Chicken and a Biscuit
 
Prep time
Cook time
Total time
 
Author:
Serves: 8
Ingredients
  • For the biscuits:
  • 2 cups flour
  • 1 tablespoon sugar
  • 3 teaspoons baking powder
  • 1 teaspoon salt
  • ½ cup butter, cut into pieces
  • ¾ cup buttermilk
  • For the creamy chicken mixture:
  • 6 tablespoons butter
  • 2 cloves garlic, diced
  • ½ medium onion
  • 1 cup chopped carrots
  • 3 tablespoons flour
  • 2½ cups chicken broth
  • 2½ cups milk
  • 3 cups shredded cooked chicken (I used 3 chicken breasts, rotisserie would work great too)
  • ¾ cup frozen peas
  • ¾ cup frozen corn
  • salt and pepper to taste
Instructions
  1. To make the biscuits: In a medium bowl, whisk together the flour, sugar, baking powder and salt. Cut in the butter using a pastry blender until the butter is the size of small peas. Form a well in the middle of the dough and stir in the buttermilk. If the dough is overly dry and not coming together, add buttermilk 1 tablespoon at a time until it all comes together. Knead the dough 5 times, then place it on a lightly floured surface. Press the dough into a round until it is ½ inch thick. Cut dough into 9-12 rounds using a biscuit cutter or if, like me, don't own one, use a cooke cutter or other round shape. Cover the dough with plastic wrap while you make the sauce.
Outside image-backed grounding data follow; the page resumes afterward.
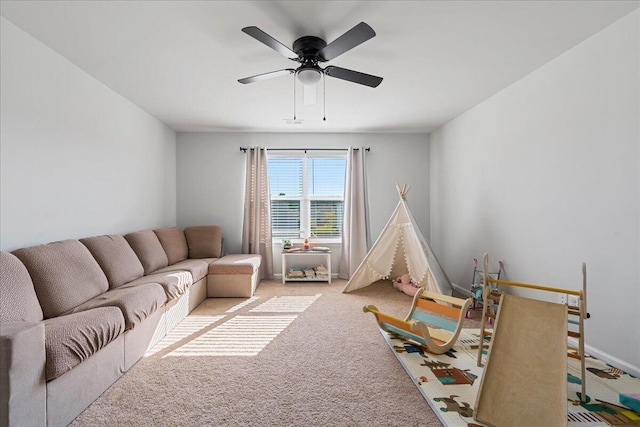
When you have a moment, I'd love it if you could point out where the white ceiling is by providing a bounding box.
[1,1,638,133]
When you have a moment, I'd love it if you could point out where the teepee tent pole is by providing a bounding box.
[396,183,410,200]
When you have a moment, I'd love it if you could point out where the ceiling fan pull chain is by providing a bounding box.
[323,72,326,122]
[293,73,297,120]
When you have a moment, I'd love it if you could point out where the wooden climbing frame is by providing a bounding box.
[477,253,589,402]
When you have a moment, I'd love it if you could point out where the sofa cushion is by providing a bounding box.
[184,225,223,259]
[68,284,166,330]
[154,259,212,284]
[43,307,124,381]
[0,251,44,322]
[124,230,169,275]
[122,271,192,301]
[209,254,262,275]
[13,240,109,319]
[153,227,188,265]
[80,235,144,289]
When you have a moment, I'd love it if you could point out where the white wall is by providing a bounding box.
[176,132,429,275]
[0,18,177,251]
[430,10,639,373]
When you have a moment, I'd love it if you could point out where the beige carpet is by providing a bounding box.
[71,279,480,426]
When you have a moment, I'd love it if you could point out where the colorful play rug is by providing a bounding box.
[382,328,640,426]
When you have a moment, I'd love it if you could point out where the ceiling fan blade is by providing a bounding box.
[318,22,376,61]
[238,69,295,84]
[324,66,383,88]
[242,26,297,59]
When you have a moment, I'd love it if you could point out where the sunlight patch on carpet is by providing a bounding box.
[164,315,297,357]
[249,294,322,313]
[226,296,260,313]
[145,315,225,356]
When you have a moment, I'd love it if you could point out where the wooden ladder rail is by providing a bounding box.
[476,254,588,402]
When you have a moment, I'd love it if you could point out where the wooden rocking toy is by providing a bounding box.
[364,288,471,354]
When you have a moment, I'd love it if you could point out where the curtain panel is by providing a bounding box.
[242,147,273,279]
[339,147,368,279]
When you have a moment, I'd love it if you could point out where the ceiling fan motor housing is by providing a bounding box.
[293,36,326,85]
[293,36,327,64]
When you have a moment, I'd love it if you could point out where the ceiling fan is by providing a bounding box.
[238,22,383,89]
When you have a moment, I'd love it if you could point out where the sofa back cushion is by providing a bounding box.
[124,230,169,275]
[0,251,44,322]
[80,235,144,288]
[184,225,223,259]
[153,227,188,265]
[12,240,109,319]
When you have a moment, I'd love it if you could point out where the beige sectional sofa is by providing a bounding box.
[0,226,261,427]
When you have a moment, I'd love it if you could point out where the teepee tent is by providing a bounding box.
[342,184,453,295]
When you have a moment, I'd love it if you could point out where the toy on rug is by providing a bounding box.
[466,258,503,319]
[363,288,471,355]
[620,393,640,413]
[392,273,420,297]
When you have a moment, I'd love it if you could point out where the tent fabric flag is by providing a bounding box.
[342,184,453,295]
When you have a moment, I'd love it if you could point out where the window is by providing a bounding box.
[268,152,346,242]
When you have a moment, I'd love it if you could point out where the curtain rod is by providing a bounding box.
[239,147,370,153]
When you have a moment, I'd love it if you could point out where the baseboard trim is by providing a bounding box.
[451,282,472,297]
[567,338,639,378]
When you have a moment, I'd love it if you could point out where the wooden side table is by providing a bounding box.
[281,251,331,284]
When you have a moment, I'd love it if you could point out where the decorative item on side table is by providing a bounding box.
[303,237,310,250]
[282,239,292,250]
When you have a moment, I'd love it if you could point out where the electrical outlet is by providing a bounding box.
[558,294,567,304]
[568,295,579,307]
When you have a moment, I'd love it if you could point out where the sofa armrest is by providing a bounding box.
[0,322,46,427]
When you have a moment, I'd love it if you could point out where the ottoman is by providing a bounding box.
[207,254,262,297]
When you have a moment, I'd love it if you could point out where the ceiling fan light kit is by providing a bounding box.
[296,67,322,86]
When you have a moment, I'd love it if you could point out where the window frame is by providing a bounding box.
[268,150,346,244]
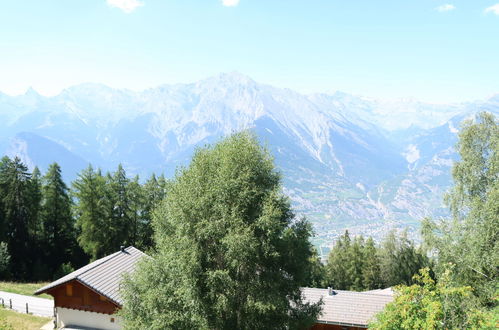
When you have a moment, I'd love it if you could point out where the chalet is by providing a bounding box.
[302,287,394,329]
[35,246,145,330]
[36,246,392,329]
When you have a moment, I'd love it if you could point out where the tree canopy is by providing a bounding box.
[120,132,321,329]
[370,268,496,329]
[422,112,498,305]
[324,229,427,291]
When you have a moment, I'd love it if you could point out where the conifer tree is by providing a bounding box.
[325,230,352,290]
[378,230,427,287]
[40,163,76,275]
[138,173,168,250]
[30,167,43,239]
[0,157,38,279]
[347,235,365,290]
[362,237,382,290]
[127,175,143,248]
[73,165,109,259]
[106,164,132,250]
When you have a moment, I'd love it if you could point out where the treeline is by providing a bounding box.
[0,157,168,281]
[0,155,428,289]
[308,230,428,291]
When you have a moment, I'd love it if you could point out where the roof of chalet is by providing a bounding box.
[35,246,146,306]
[301,287,394,327]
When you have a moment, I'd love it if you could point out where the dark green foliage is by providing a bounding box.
[105,165,132,251]
[362,237,383,290]
[348,236,365,291]
[0,242,10,277]
[120,132,321,329]
[0,155,164,278]
[0,157,40,279]
[325,230,427,291]
[39,163,77,276]
[378,230,428,287]
[72,165,109,259]
[304,248,326,288]
[73,165,160,259]
[325,230,351,290]
[139,174,168,250]
[53,262,75,280]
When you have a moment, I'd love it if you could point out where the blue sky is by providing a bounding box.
[1,0,498,102]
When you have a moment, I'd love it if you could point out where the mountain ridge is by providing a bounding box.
[1,72,497,247]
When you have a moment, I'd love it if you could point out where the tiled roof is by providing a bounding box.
[35,246,146,306]
[301,287,394,327]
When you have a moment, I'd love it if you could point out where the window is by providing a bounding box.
[66,284,73,297]
[110,317,115,323]
[83,290,90,305]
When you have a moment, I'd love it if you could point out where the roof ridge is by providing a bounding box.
[74,249,124,279]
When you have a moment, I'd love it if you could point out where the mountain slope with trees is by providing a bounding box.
[1,73,498,246]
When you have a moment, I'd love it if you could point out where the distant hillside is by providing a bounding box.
[1,73,497,247]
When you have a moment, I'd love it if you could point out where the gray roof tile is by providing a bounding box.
[35,246,146,306]
[301,287,394,326]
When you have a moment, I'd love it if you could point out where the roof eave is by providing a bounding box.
[316,320,368,328]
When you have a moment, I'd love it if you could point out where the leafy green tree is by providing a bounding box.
[370,267,496,329]
[120,132,322,329]
[73,165,109,259]
[423,112,498,305]
[40,163,76,275]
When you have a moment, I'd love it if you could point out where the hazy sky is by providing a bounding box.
[1,0,498,102]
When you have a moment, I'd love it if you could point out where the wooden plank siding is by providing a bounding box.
[45,279,119,315]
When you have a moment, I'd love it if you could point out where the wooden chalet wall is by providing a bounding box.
[46,280,119,315]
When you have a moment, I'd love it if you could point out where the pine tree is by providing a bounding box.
[379,230,427,287]
[29,167,43,239]
[127,175,142,248]
[347,235,365,291]
[140,174,168,250]
[325,230,351,290]
[362,237,382,290]
[40,163,76,275]
[73,165,109,259]
[106,164,132,250]
[0,157,38,279]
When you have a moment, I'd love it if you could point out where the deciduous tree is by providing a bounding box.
[120,132,321,329]
[423,112,498,305]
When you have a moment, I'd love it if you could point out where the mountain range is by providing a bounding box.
[1,72,498,249]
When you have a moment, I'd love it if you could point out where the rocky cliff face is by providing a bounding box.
[1,73,497,246]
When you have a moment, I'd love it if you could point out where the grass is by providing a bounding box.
[0,282,52,300]
[0,308,51,330]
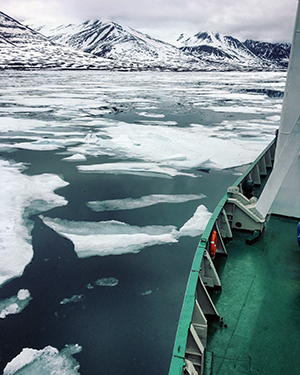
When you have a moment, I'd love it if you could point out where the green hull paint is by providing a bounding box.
[206,214,300,375]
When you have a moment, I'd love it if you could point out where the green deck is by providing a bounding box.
[205,215,300,375]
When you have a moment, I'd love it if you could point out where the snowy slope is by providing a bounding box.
[177,31,276,70]
[0,11,115,70]
[45,20,210,71]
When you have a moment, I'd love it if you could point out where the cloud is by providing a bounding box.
[1,0,297,43]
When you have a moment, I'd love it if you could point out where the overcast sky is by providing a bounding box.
[2,0,298,44]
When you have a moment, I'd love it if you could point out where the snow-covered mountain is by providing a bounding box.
[244,39,290,68]
[47,22,290,71]
[0,11,115,70]
[177,31,290,69]
[177,31,279,70]
[0,11,291,71]
[44,20,210,71]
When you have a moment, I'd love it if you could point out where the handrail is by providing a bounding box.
[168,137,276,375]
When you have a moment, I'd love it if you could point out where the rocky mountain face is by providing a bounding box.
[177,31,290,69]
[44,20,211,71]
[0,11,291,71]
[244,39,290,68]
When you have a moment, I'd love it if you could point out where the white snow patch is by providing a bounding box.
[0,159,69,286]
[3,344,82,375]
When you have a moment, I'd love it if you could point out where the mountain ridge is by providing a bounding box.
[0,11,291,71]
[0,11,117,70]
[176,31,289,68]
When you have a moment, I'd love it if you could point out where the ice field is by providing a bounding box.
[0,70,285,374]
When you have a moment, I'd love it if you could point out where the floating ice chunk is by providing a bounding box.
[137,112,165,118]
[60,295,84,305]
[161,154,187,162]
[86,108,111,116]
[3,344,82,375]
[0,303,20,318]
[95,278,119,287]
[86,120,271,171]
[267,115,281,122]
[87,194,206,212]
[0,160,69,286]
[77,162,192,178]
[39,216,178,257]
[17,289,30,300]
[62,153,87,162]
[12,139,66,151]
[139,120,178,126]
[0,117,49,133]
[84,132,98,143]
[141,290,152,296]
[179,205,212,237]
[210,106,262,114]
[0,289,32,319]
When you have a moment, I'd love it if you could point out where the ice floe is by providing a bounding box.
[77,162,193,178]
[0,159,69,286]
[39,203,211,258]
[39,216,179,257]
[139,120,178,126]
[62,153,87,162]
[84,132,98,143]
[137,112,165,118]
[73,121,275,172]
[85,278,119,289]
[179,205,212,237]
[0,289,32,319]
[0,117,50,133]
[1,71,284,172]
[95,278,119,287]
[3,344,82,375]
[60,294,84,305]
[87,194,206,212]
[141,290,152,296]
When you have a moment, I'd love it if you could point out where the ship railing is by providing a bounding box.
[168,137,276,375]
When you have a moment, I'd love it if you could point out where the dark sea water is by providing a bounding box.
[0,71,284,374]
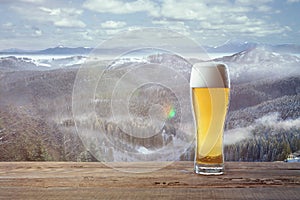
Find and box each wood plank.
[0,162,299,199]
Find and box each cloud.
[12,5,86,28]
[99,20,133,36]
[39,7,62,16]
[39,7,83,16]
[83,0,159,16]
[225,112,300,145]
[158,0,257,21]
[39,7,85,28]
[54,19,86,28]
[159,0,209,21]
[2,0,298,48]
[20,0,45,3]
[224,126,253,145]
[33,29,43,36]
[147,0,287,42]
[255,112,300,130]
[197,17,289,37]
[81,32,93,41]
[102,26,140,36]
[104,29,122,35]
[2,22,14,29]
[0,0,45,3]
[287,0,300,3]
[101,21,127,29]
[235,0,273,5]
[151,20,191,36]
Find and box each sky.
[0,0,300,50]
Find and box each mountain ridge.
[1,42,300,55]
[0,46,93,55]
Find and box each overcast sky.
[0,0,299,50]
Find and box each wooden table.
[0,162,299,199]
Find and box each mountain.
[270,44,300,54]
[229,76,300,113]
[0,55,86,71]
[0,47,299,162]
[214,47,300,83]
[204,40,300,54]
[1,42,300,55]
[36,55,86,67]
[36,46,92,54]
[0,68,80,161]
[0,56,39,71]
[0,46,92,55]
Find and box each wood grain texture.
[0,162,299,199]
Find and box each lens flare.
[163,104,176,119]
[72,28,199,173]
[168,107,176,119]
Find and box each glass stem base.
[194,163,224,175]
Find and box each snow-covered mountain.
[204,40,300,54]
[1,42,300,56]
[1,44,300,85]
[214,47,300,83]
[0,56,38,71]
[37,55,86,67]
[36,46,92,55]
[0,55,86,71]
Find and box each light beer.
[190,63,230,175]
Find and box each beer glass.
[190,63,230,175]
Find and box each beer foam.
[190,62,230,88]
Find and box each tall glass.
[190,63,230,175]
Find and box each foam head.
[190,62,230,88]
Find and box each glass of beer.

  2. To make the sauce: Place the butter in a medium-size pot and heat over medium until the butter is melted. Add the onion and carrots and stir until the onion is softened, about 3-5 minutes. Add the garlic and stir until it is fragrant, about 30 seconds. Add the flour and stir until the flour begins to brown, about two minutes. While stirring, add the chicken broth and the milk. Continue to stir until the sauce thickens. Add the shredded chicken, peas and corn. When the mixture is heated through, remove from heat and salt and pepper to taste.
  3. Pour the sauce into a 9X13 pan. Place the biscuits evenly over the pan. Cook for 30-40 minutes, or until the biscuits and cooked through and lightly browned on top. If you want to make in individual ramekins, place enough of the chicken mixture until the ramekin is about ½ full. Place the biscuit on top and cook for about 20 minutes until the biscuit is golden-brown and cooked through.